Dustin Johnson. It took Roberto De Vicenzo the better part of 40 years to get over his scorecard gaffe at the 1968 Masters, telling “Cut Line” a few years ago, “For 40 years (the mistake) made me cry. Now it makes me smile.”

Our gut tells us it won’t take the hard-swinging Johnson that long, particularly considering how he reacted in the hectic moments following one of the most surreal major finishes since Jean Van de Velde waded into a chilly Scottish burn.

“Obviously I know the Rules of Golf, and I can't ground my club in a bunker, but that was just one situation I guess. Maybe I should have looked to the rule sheet a little harder,” Johnson said. “That's how it goes.”

We also were impressed with the way Johnson’s caddie Bobby Brown handled the heartbreak.

“I've thought long and hard, and I'll have to take a little heat,” Brown told the Myrtle Beach Sun News. “Maybe I should've known.
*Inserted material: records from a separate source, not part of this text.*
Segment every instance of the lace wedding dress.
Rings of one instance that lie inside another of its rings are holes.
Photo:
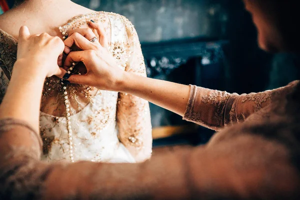
[[[65,38],[74,29],[88,27],[90,20],[104,26],[110,51],[119,66],[146,76],[138,35],[124,17],[95,12],[76,16],[58,28]],[[9,84],[16,46],[16,40],[0,29],[0,101]],[[72,68],[72,73],[82,72],[76,66]],[[62,84],[59,78],[51,77],[44,83],[40,110],[42,160],[48,162],[134,162],[151,156],[148,103],[140,98],[84,86]]]

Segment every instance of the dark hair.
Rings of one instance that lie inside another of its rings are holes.
[[[299,19],[298,7],[294,0],[244,0],[256,10],[260,10],[265,18],[272,21],[286,46],[290,50],[299,52],[300,41],[298,33],[295,30]]]
[[[26,0],[14,0],[14,6],[17,6],[25,2]]]

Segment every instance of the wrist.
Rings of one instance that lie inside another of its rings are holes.
[[[32,78],[44,80],[46,76],[46,72],[44,70],[43,64],[40,62],[34,60],[22,58],[18,60],[13,68],[14,74],[28,74]]]
[[[116,79],[114,86],[114,90],[115,91],[126,92],[126,85],[130,78],[130,73],[127,72],[122,71],[122,72]]]

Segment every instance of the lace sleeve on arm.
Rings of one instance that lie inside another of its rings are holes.
[[[146,66],[138,34],[128,20],[122,17],[122,20],[131,52],[126,70],[146,76]],[[148,102],[120,93],[116,116],[120,142],[136,162],[150,158],[152,152],[152,132]]]
[[[218,130],[244,122],[270,104],[272,94],[281,92],[284,88],[238,95],[191,86],[184,119]]]
[[[3,100],[5,92],[8,85],[8,80],[0,68],[0,104]]]

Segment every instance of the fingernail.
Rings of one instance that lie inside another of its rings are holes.
[[[70,82],[68,80],[64,80],[62,82],[62,84],[68,84],[70,83]]]
[[[66,73],[64,76],[62,76],[62,78],[64,79],[68,79],[70,77],[70,74],[68,73]]]

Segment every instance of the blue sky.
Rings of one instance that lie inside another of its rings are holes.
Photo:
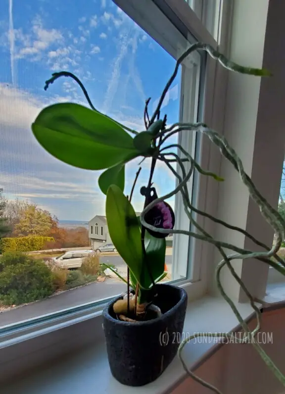
[[[59,161],[32,134],[30,125],[45,106],[62,101],[88,106],[70,79],[58,80],[47,92],[45,81],[55,71],[73,72],[98,109],[143,130],[144,101],[151,97],[152,111],[174,59],[111,0],[2,0],[0,53],[0,188],[5,196],[36,202],[61,220],[104,214],[97,184],[100,172]],[[179,75],[162,110],[169,123],[178,120],[179,98]],[[139,161],[127,166],[126,194]],[[149,165],[145,160],[139,186],[147,181]],[[161,164],[154,182],[160,195],[174,186]],[[142,203],[139,191],[133,199],[137,210]]]

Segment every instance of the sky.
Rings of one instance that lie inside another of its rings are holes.
[[[105,196],[97,181],[101,172],[60,161],[32,134],[31,124],[47,105],[88,106],[72,79],[63,77],[46,92],[45,82],[54,72],[72,72],[99,111],[142,131],[145,100],[151,98],[151,112],[175,60],[111,0],[1,0],[0,54],[0,188],[5,197],[36,202],[60,220],[104,215]],[[168,123],[179,120],[180,81],[179,73],[163,104]],[[140,161],[127,166],[126,195]],[[143,162],[135,190],[137,211],[142,209],[139,189],[147,182],[149,164]],[[153,181],[159,196],[175,186],[162,163]],[[173,206],[173,199],[169,202]]]

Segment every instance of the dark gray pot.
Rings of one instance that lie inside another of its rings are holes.
[[[184,324],[187,293],[183,289],[170,285],[157,285],[157,290],[154,303],[160,308],[163,314],[161,317],[138,323],[117,320],[112,306],[120,297],[112,301],[103,311],[111,372],[123,385],[139,386],[153,382],[177,352]]]

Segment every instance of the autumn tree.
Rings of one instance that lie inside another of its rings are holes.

I always read those sheets; I carry them in my yardage book in case there's a question. I've walked by bunkers every day, and I never thought that was a bunker. I thought it was a waste area. It looked like sand off the hill.”

From where “Cut Line” is sitting a week removed from the madness, it looks like golf’s version of a hanging chad.

Sean Foley. Whatever the status of his relationship with the world No. 1, it seems to be providing Tiger Woods with constructive feedback if not glimmers of hope.

Although Woods’ rounds of 71-70-72-73 at Whistling Straits were hardly a reason to celebrate, most Tour observers agree his action is “better,” whatever that means, and his putting (he didn’t take more than 29 putts for any round at the PGA) suggests the Barclays may be more than simply a Playoff cameo for the embattled star.

 If so, Foley would get co-Coach of the Year honors with Buck Showalter, the new Baltimore Orioles skipper who has the Birds inching their way out of the American League basement.
Made Cut-Did Not Finish (MDF)


Rory McIlroy. We love the kid – crazy game, engaging, mop of black curls spilling out from under the ball cap. Among the twentysomethings he is the most promising prospect both on and off the golf course, but we have to flag the Northern Irish-lad for his comments regarding Woods and the Ryder Cup.

Asked this week if he “fancies his chances (in a match)” against the world No. 1 McIlroy said, “Yeah I would, unless his game rapidly improves over the next few weeks. I think anyone on the European team would fancy their chances against him.”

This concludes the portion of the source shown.